This document explains how the auto-scaling container coordinator works.
The autoscale routing mode uses a ContainerCoordinator Durable Object to automatically scale containers based on connection load.
Request arrives
↓
Worker calls Coordinator
↓
Coordinator checks load across all containers
↓
├─ All containers have < MAX connections
│ → Assign to least-loaded container
│
└─ All containers at capacity
→ Create new container
→ Assign to new container
When connections close:
Connection closes
↓
Worker reports to Coordinator
↓
Coordinator decrements connection count
↓
Check if container has been idle (0 connections) for > SCALE_DOWN_IDLE_TIME
↓
├─ Yes + More than MIN_CONTAINERS
│ → Remove container from pool
│
└─ No or at MIN_CONTAINERS
→ Keep container
Location: worker/ContainerCoordinator.ts
Responsibilities:
- Tracks all active containers and their connection counts
- Assigns incoming sessions to least-loaded containers
- Creates new containers when all are at capacity
- Scales down idle containers after timeout
- Persists state to Durable Object storage
State:
{
containers: Map<string, {
id: string,
activeConnections: number,
lastActivity: timestamp,
createdAt: timestamp
}>,
sessionToContainer: Map<sessionId, containerId>,
nextContainerId: number // For generating unique IDs
}Location: worker/index.ts
Flow:
- Request arrives at worker
- Worker asks coordinator: "Which container should handle this session?"
- Coordinator responds with container ID
- Worker routes request to that container
- When WebSocket opens: Worker reports
connection-openedto coordinator - When WebSocket closes: Worker reports
connection-closedto coordinator
Maximum WebSocket connections per container before creating a new one.
Tuning:
- Higher (20-50): Fewer containers, more cost-effective, but higher load per container
- Lower (5-10): More containers, better isolation, but higher overhead
Recommended values:
- Light workload (mostly idle): 20-30
- Medium workload (active transcription): 10-15
- Heavy workload (continuous processing): 5-10
Minimum number of containers to keep running at all times.
Why keep a minimum:
- ✅ Avoid cold starts for incoming requests
- ✅ Provide baseline capacity
- ✅ Handle sudden traffic spikes
Tuning:
- Low traffic: Set to 1-2
- Medium traffic: Set to 3-5
- High traffic: Set to 5-10
Cost consideration: You pay for these containers even when idle (until they sleep after sleepAfter timeout).

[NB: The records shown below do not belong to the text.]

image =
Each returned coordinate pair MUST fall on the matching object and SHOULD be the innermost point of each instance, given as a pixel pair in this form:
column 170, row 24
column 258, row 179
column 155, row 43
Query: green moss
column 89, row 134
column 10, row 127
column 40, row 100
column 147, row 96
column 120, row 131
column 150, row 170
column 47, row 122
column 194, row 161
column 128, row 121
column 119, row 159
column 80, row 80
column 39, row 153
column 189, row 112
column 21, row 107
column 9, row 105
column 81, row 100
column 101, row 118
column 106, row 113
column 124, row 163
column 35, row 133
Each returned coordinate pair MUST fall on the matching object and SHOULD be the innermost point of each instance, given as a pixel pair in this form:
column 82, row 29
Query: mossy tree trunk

How long a container with 0 connections must be idle before being removed from the pool.
Tuning:
- Shorter (5 minutes): More aggressive cleanup, lower cost, but more scale-up events
- Longer (15-30 minutes): Keep capacity available, fewer scale events, but higher idle cost
Note: This is separate from sleepAfter. Containers sleep (release CPU/memory) after sleepAfter, but remain in the coordinator's pool. SCALE_DOWN_IDLE_TIME removes them from the pool entirely.
Trigger: All existing containers have ≥ MAX_CONNECTIONS_PER_CONTAINER connections
Action:
- Create new container with ID
container-N(N increments) - Add to coordinator's pool
- Assign incoming session to new container
Example:
Current state:
- container-0: 10 connections (at max)
- container-1: 10 connections (at max)
New request arrives
↓
Coordinator creates container-2
↓
New state:
- container-0: 10 connections
- container-1: 10 connections
- container-2: 1 connection (new request)

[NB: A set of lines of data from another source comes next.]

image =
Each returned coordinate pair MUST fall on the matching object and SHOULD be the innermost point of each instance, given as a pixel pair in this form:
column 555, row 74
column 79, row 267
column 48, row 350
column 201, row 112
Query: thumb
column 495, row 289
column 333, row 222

Trigger: Container has 0 connections for > SCALE_DOWN_IDLE_TIME AND pool size > MIN_CONTAINERS
Action:
- Remove container from coordinator's pool
- Stop routing new requests to it
- Container will eventually sleep (after
sleepAfter)
Example:
Current state:
- container-0: 5 connections
- container-1: 0 connections (idle for 11 minutes)
- container-2: 3 connections
MIN_CONTAINERS = 2
Check triggered (connection closed on container-0)
↓
container-1 is idle > 10 min AND pool size (3) > MIN (2)
↓
Remove container-1 from pool
↓
New state:
- container-0: 5 connections
- container-2: 3 connections
(container-1 removed, will sleep and release resources)

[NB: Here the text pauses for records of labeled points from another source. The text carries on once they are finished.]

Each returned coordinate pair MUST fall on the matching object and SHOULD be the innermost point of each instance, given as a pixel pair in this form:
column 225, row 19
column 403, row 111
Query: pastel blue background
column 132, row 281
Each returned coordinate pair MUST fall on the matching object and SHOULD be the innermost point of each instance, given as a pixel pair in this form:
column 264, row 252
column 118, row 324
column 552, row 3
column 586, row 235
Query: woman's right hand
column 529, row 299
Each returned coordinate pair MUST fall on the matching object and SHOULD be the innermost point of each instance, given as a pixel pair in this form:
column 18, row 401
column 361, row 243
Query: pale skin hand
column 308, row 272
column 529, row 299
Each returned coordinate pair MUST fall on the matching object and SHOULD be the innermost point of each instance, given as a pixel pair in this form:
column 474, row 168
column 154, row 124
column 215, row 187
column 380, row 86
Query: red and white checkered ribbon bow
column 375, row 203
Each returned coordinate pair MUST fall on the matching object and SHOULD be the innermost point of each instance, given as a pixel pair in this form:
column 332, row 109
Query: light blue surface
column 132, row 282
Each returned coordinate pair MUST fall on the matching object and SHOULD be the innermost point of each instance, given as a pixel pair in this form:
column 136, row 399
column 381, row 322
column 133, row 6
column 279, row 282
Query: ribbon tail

Get current coordinator statistics:
curl https://your-worker.workers.dev/statsResponse:
{
"totalContainers": 5,
"totalConnections": 42,
"containers": [
{
"id": "container-0",
"connections": 8,
"utilization": 80.0
},
{
"id": "container-1",
"connections": 10,
"utilization": 100.0
},
{
"id": "container-2",
"connections": 7,
"utilization": 70.0
},
// ...
],
"config": {
"maxConnectionsPerContainer": 10,
"minContainers": 2,
"scaleDownIdleTime": 600000
}
}cd worker
npm run tailLook for:
"Assigned session X to container-Y (load: N/10)"- Session assignment"Created new container: container-N (total: M)"- Scale up event"Connection opened: X on container-Y (load: N)"- Connection tracking"Connection closed: X on container-Y (load: N)"- Connection cleanup"Scaled down container: container-Y (remaining: N)"- Scale down event
| Operation | Latency | Notes |
|---|---|---|
| Container assignment | +20-50ms | Coordinator DO lookup |
| Connection open report | Non-blocking | Async via ctx.waitUntil() |
| Connection close report | Non-blocking | Async via ctx.waitUntil() |
| Scale up (new container) | +5-15s | Cold start on first use |
| Scale down | 0ms | Just removes from pool |
Total overhead: ~20-50ms per WebSocket connection (coordinator lookup)
✅ Strong consistency: Coordinator is a single Durable Object, all decisions are serialized
✅ Accurate counts: Connection open/close events are reported reliably
Edge case: If worker fails to report connection-closed, coordinator may have inflated counts. This self-corrects over time as scale-down removes idle containers.
| Feature | Pool (Fixed) | Auto-Scale |
|---|---|---|
| Complexity | Low | Medium |
| Latency overhead | None | +20-50ms |
| Predictability | High (fixed N) | Variable |
| Resource efficiency | Medium | High |
| Cost at low traffic | Fixed | Lower (scales to MIN) |
| Cost at high traffic | Fixed | Higher (scales up) |
| Cold starts | Initial pool warm-up | Ongoing as scale up |
| Requires sessionId | No | Yes |
Use auto-scaling when:
- ✅ Traffic is highly variable (10x differences)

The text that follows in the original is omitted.